Tujuan saya Sparkling Backpacker Hotel di Jalan Kayun. Tempat ini memang sengaja saya pilih karena letaknya yang strategis, dekat dengan tempat acara Pesta Komunitas yang diadakan oleh teman-teman Blogdetik Surabaya. Hanya dengan berjalan kaki dari hotel selama kurang lebih 10 menit, sampailah di Grand City Surabaya tempat acara diadakan.

Dari Juanda ke Bungurasih perjalanan masih lancar. Masalah baru timbul ketika di Bungurasih saya harus menuju ke terminal Wonokromo. Bus 3/4 dari Sidoarjo yang saya tumpangi ternyata sangat menguji kesabaran. Sejam lebih saya berada di atas bus menunggu sang supir mendapat wangsit untuk mulai jalan. Beberapa kali saya hampir menyerah dan memilih taksi untuk mengantar saya ke jalan Kayun. Beruntung kekuatan dompet saya masih belum sekuat niat untuk menumpang taksi.

Rasa lega betul-betul menjalari seluruh relung hati ketika sang supir memutuskan untuk mulai jalan. 30 menit kemudian sampailah saya di Wonokromo. Tadinya saya sudah siap menyerah melihat deretan angkot yang masih santai menunggu penumpang tanpa tahu kapan akan mulai jalan. Saya sudah berniat untuk mencegat taksi dengan perhitungan biayanya tidak akan terlalu mahal. Beruntung ketika sedang menunggu taksi, sebuah angkot warna coklat dengan line M mendarat di depan saya. Tanya sebentar dan kemudian jalan meski kecepatannya ternyata maksimal 20 KM/jam.

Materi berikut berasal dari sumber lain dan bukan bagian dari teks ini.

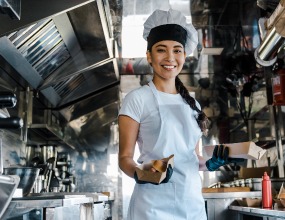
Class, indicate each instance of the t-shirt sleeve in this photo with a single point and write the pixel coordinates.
(132, 106)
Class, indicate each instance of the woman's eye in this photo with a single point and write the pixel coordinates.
(177, 51)
(160, 50)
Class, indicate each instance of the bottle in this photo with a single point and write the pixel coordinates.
(266, 191)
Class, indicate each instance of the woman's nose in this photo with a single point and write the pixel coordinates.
(169, 57)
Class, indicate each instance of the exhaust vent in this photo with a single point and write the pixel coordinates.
(11, 7)
(42, 46)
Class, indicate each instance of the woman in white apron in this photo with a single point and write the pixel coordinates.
(163, 119)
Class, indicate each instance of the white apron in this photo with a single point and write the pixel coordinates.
(181, 197)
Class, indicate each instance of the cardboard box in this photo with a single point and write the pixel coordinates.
(254, 172)
(149, 176)
(250, 202)
(246, 150)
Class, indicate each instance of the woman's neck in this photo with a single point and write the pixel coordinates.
(167, 86)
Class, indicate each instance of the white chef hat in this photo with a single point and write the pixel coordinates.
(170, 25)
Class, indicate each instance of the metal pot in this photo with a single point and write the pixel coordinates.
(28, 176)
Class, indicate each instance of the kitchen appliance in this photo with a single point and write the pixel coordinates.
(8, 185)
(28, 176)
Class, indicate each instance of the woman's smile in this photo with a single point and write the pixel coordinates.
(167, 58)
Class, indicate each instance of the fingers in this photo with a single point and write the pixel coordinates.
(215, 152)
(226, 153)
(220, 151)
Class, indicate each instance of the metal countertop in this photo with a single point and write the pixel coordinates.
(276, 212)
(227, 195)
(20, 206)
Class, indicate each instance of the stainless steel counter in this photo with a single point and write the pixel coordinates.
(23, 205)
(217, 203)
(235, 195)
(275, 213)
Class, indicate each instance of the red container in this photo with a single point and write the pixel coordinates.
(266, 191)
(278, 88)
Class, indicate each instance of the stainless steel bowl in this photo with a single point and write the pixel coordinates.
(28, 176)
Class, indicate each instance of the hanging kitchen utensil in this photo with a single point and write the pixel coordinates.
(11, 123)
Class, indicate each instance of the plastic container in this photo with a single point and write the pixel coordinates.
(266, 191)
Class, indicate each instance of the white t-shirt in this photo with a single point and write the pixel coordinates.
(140, 104)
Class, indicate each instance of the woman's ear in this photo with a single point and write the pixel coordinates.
(148, 57)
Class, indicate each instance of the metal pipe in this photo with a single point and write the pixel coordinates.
(1, 155)
(265, 54)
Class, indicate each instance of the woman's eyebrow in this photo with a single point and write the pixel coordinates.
(163, 45)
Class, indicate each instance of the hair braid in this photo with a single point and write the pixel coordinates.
(202, 119)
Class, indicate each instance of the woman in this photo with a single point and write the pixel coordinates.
(164, 119)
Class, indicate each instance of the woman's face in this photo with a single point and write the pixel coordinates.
(167, 58)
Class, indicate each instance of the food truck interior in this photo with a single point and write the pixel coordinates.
(65, 67)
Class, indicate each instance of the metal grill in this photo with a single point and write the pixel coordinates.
(42, 45)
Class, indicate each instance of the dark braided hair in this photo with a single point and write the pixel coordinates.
(202, 119)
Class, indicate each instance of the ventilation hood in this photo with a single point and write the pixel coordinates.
(67, 58)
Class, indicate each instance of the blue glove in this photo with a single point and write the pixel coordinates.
(220, 158)
(169, 172)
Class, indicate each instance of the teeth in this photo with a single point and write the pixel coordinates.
(169, 67)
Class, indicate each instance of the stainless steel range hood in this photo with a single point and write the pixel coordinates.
(68, 60)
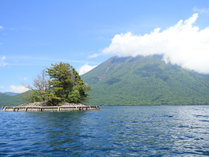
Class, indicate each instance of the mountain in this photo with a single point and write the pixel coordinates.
(10, 93)
(12, 99)
(145, 81)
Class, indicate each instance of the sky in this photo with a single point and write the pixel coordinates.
(35, 34)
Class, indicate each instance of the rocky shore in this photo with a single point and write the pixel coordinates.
(43, 107)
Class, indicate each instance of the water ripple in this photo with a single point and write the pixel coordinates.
(112, 131)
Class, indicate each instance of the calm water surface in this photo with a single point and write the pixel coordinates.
(111, 131)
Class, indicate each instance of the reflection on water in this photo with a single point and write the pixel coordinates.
(112, 131)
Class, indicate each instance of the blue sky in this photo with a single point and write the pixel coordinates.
(36, 33)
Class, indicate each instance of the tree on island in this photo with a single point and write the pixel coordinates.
(60, 83)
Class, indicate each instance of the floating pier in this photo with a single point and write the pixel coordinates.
(48, 108)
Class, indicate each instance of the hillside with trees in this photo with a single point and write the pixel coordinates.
(145, 81)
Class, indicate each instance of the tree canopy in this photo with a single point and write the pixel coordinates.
(60, 83)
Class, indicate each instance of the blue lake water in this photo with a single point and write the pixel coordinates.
(111, 131)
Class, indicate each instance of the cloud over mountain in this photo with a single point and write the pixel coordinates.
(183, 44)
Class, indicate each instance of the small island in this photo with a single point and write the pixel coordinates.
(57, 89)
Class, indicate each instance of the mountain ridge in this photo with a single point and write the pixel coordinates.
(145, 81)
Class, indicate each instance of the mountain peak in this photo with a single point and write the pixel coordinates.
(145, 81)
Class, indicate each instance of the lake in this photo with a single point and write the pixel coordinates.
(111, 131)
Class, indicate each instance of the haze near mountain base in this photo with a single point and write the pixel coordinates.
(145, 81)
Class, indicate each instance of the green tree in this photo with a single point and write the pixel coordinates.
(39, 89)
(60, 83)
(65, 84)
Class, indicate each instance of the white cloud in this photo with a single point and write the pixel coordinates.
(201, 11)
(2, 61)
(18, 89)
(85, 68)
(94, 55)
(182, 44)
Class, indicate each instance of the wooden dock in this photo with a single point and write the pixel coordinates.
(48, 108)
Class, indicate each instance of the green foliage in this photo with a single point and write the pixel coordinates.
(6, 100)
(145, 81)
(64, 85)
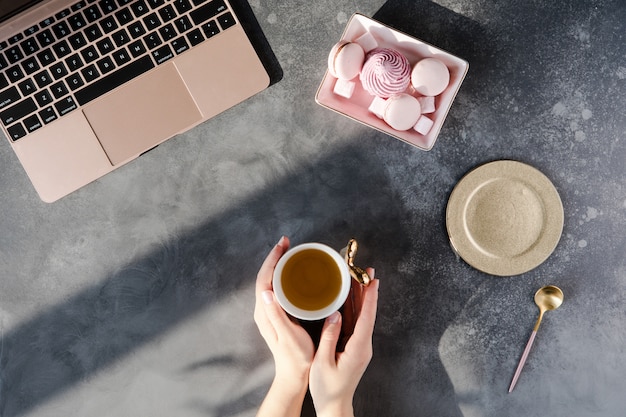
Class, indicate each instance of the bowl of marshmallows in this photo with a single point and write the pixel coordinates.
(391, 82)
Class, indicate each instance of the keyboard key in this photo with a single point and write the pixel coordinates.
(108, 6)
(65, 106)
(17, 131)
(226, 20)
(152, 40)
(61, 49)
(27, 87)
(208, 11)
(90, 73)
(210, 28)
(43, 98)
(77, 22)
(167, 32)
(156, 3)
(124, 16)
(121, 57)
(74, 81)
(46, 57)
(77, 40)
(14, 54)
(182, 6)
(61, 30)
(105, 65)
(105, 46)
(108, 24)
(180, 45)
(48, 115)
(43, 78)
(113, 80)
(15, 74)
(45, 38)
(195, 37)
(162, 54)
(46, 22)
(59, 89)
(18, 111)
(90, 54)
(30, 46)
(32, 123)
(151, 21)
(92, 13)
(62, 14)
(139, 8)
(30, 65)
(31, 30)
(120, 38)
(93, 33)
(79, 5)
(183, 24)
(137, 48)
(58, 70)
(16, 38)
(74, 62)
(9, 96)
(136, 30)
(167, 13)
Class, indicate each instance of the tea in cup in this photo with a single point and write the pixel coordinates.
(311, 281)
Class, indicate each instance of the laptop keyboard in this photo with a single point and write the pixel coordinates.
(92, 47)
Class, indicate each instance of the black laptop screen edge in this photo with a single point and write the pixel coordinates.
(9, 8)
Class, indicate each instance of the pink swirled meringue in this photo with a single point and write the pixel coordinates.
(386, 72)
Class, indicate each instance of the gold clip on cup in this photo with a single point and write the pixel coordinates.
(359, 274)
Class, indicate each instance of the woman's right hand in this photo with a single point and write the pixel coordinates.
(334, 376)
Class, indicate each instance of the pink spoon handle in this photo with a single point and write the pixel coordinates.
(522, 361)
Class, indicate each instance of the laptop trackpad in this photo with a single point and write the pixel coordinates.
(142, 114)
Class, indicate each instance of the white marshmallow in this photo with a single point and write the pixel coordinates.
(344, 88)
(427, 103)
(378, 106)
(423, 125)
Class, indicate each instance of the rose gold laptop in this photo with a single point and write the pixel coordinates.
(86, 86)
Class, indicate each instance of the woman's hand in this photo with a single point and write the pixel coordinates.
(290, 344)
(334, 376)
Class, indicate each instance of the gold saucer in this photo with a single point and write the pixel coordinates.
(504, 218)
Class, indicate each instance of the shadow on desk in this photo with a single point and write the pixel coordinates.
(347, 194)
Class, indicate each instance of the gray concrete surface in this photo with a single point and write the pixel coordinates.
(134, 295)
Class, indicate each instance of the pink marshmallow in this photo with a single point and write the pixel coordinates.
(367, 42)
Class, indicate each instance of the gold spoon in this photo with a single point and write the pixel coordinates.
(546, 298)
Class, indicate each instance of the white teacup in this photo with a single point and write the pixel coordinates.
(311, 281)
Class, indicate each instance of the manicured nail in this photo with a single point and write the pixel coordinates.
(268, 297)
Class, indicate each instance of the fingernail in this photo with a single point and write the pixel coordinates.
(268, 297)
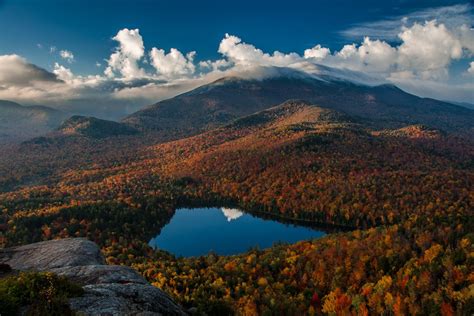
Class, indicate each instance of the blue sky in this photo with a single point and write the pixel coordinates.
(38, 30)
(86, 27)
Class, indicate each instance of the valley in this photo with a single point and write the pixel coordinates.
(392, 182)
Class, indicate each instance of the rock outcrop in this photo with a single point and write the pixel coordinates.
(109, 290)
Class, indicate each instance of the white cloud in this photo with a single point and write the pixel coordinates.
(63, 73)
(174, 64)
(317, 52)
(428, 49)
(470, 70)
(125, 59)
(419, 62)
(16, 71)
(245, 54)
(453, 16)
(67, 55)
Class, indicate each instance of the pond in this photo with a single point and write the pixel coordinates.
(225, 231)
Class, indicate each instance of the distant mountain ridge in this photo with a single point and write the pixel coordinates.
(18, 122)
(94, 127)
(218, 103)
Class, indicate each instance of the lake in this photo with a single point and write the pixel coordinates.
(225, 231)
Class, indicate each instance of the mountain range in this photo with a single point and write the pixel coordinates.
(18, 122)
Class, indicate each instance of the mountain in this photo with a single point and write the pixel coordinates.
(229, 98)
(93, 127)
(18, 122)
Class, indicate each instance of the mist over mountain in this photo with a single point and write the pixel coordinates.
(228, 98)
(18, 122)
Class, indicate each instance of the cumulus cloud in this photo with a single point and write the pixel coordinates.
(125, 59)
(16, 71)
(317, 52)
(242, 53)
(428, 49)
(420, 62)
(174, 64)
(67, 55)
(470, 70)
(453, 16)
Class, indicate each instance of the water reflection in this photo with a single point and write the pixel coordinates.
(225, 231)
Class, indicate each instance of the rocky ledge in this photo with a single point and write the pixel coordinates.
(109, 290)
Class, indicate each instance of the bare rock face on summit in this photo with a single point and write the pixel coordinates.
(109, 290)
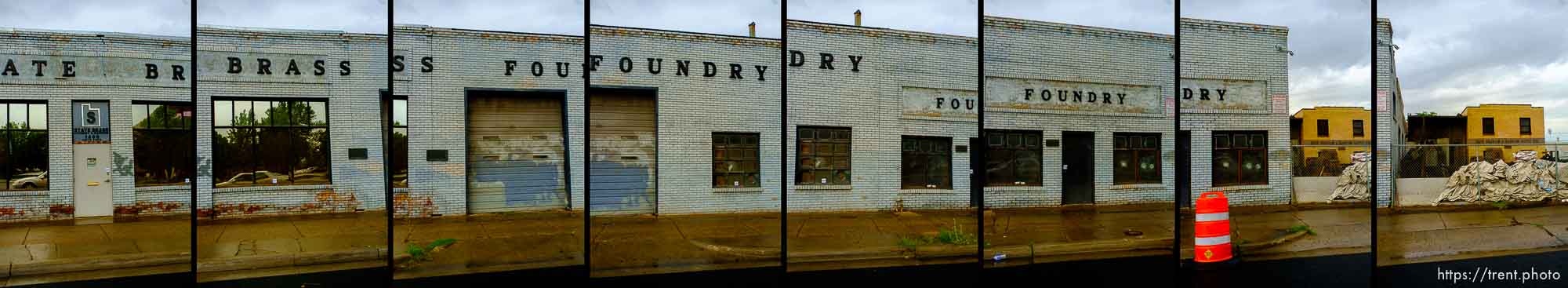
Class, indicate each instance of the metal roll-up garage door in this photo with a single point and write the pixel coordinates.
(517, 157)
(622, 146)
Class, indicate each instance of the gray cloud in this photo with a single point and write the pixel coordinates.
(1332, 41)
(931, 16)
(546, 16)
(1152, 16)
(1461, 53)
(703, 16)
(169, 17)
(354, 16)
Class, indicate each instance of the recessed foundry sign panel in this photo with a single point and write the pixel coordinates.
(92, 69)
(940, 104)
(269, 67)
(1224, 96)
(1026, 94)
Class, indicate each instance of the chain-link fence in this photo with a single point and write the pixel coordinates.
(1323, 160)
(1443, 160)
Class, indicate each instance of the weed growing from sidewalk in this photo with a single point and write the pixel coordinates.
(1304, 228)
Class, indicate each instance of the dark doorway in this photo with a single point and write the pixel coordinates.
(1185, 168)
(1078, 168)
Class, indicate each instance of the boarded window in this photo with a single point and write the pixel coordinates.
(927, 163)
(1240, 159)
(1012, 159)
(270, 143)
(1323, 127)
(824, 154)
(1359, 129)
(24, 146)
(164, 138)
(736, 160)
(1138, 159)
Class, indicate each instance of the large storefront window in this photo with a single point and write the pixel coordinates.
(824, 155)
(1241, 159)
(1138, 159)
(260, 143)
(736, 160)
(927, 163)
(162, 135)
(1014, 159)
(399, 146)
(24, 146)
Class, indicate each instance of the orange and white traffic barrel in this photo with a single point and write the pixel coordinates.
(1213, 229)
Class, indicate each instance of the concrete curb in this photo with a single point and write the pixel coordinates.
(95, 264)
(278, 261)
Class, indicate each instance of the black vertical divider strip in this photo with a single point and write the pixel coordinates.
(1180, 162)
(587, 154)
(195, 155)
(785, 143)
(387, 137)
(981, 133)
(1373, 251)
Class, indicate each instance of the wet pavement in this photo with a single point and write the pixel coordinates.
(661, 245)
(1457, 235)
(1335, 232)
(85, 250)
(228, 250)
(492, 243)
(873, 240)
(1044, 235)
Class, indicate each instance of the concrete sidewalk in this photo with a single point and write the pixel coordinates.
(873, 240)
(1457, 235)
(659, 245)
(85, 250)
(249, 248)
(490, 243)
(1268, 235)
(1045, 235)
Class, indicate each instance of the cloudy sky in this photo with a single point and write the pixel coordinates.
(352, 16)
(931, 16)
(169, 17)
(1330, 38)
(1152, 16)
(1509, 52)
(539, 16)
(705, 16)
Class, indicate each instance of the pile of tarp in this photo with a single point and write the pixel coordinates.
(1528, 179)
(1354, 180)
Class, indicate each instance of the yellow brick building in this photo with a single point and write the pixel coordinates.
(1332, 126)
(1511, 127)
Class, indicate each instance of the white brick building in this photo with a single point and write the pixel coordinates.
(879, 118)
(495, 121)
(1252, 63)
(269, 148)
(1092, 108)
(683, 122)
(67, 159)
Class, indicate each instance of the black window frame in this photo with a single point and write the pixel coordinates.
(1225, 146)
(1138, 146)
(926, 163)
(261, 132)
(151, 138)
(1003, 163)
(840, 165)
(730, 165)
(9, 146)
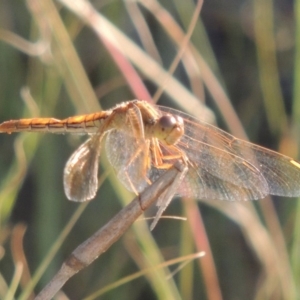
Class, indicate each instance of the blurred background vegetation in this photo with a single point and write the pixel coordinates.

Sparkling Backpacker Hotel yang Murah dan Nyaman

Akhirnya perjuangan yang tak seberapa berat itu berakhir di sebuah bangunan berbentuk ruko berlantai 4, jauh dari bayangan saya sebelumnya. Sparkling Backpacker Hotel benar-benar mirip toko bila dilihat sepintas. Setelah check in dan mengambil kunci saya bergegas ke lantai 3 tempat kamar saya berada.

Kesan pertama, kamarnya lumayan. Dengan harga Rp. 105.000 semalam saya dapat kamar yg bersih dengan dua tempat tidur, satu televisi 21 inch yang hanya punya satu channel bersih serta AC yang masih dingin. Kamar mandi tidak termasuk dalam penawaran ini, kamar mandinya ada di sudut belakang dan lumayan bersih. Ada juga beberapa kamar yang sepaket dengan kamar mandi dengan harga Rp. 185.000 hingga Rp. 200an ribu.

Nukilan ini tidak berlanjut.